TL;DR. We propose Action Images, a pixel-grounded multiview action representation that turns 7-DoF robot control into action videos, enabling zero-shot control and unified video-action generation with a single video backbone.
Zero-shot Results
Our video backbone can generate high-quality results across diverse environments and viewpoints.
Instruction: Place the black cup in the paper box (Unseen environment, unseen embodiment)
View1
View 2
Loading 3D scene...
Abstract
World action models (WAMs) have emerged as a promising direction for robot policy learning, as they can leverage powerful video backbones to model the future states. However, existing approaches often rely on separate action modules, or use action representations that are not pixel-grounded, making it difficult to fully exploit the pretrained knowledge of video models and limiting transfer across viewpoints and environments. In this work, we present Action Images, a unified world action model that formulates policy learning as multiview video generation. Instead of encoding control as low-dimensional tokens, we translate 7-DoF robot actions into interpretable action images: multi-view action videos that are grounded in 2D pixels and explicitly track robot-arm motion. This pixel-grounded action representation allows the video backbone itself to act as a zero-shot policy, without a separate policy head or action module. Beyond control, the same unified model supports video-action joint generation, action-conditioned video generation, and action labeling under a shared representation.
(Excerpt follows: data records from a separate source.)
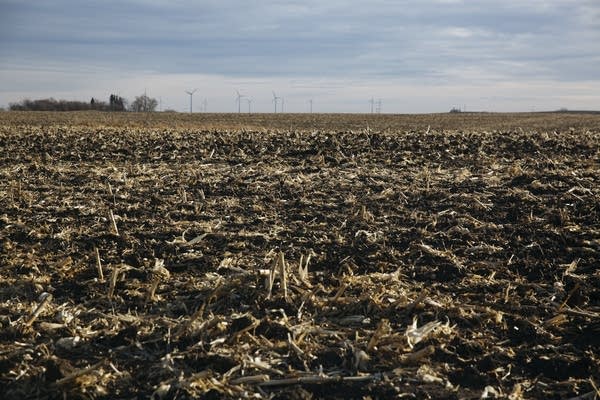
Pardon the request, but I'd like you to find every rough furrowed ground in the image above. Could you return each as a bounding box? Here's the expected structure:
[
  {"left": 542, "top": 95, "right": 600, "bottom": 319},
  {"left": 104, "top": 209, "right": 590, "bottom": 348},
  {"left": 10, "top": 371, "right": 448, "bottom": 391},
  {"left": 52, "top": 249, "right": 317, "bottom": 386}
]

On RLBench and real-world evaluations, our model achieves the strongest zero-shot success rates and improves video-action joint generation quality over prior video-space world models, suggesting that interpretable action images are a promising route to policy learning.
Method
Our method builds a single video-space interface for observations and control. We rasterize each 7-DoF command into multi-view Gaussian action images aligned with RGB, decode predicted heatmaps back to continuous actions with a lightweight multi-view procedure, and fine-tune a pretrained video generator so masked latent training covers joint generation, action-conditioned video, video-to-action labeling, and video-only rollouts—yielding one model that both imagines the world and acts in it.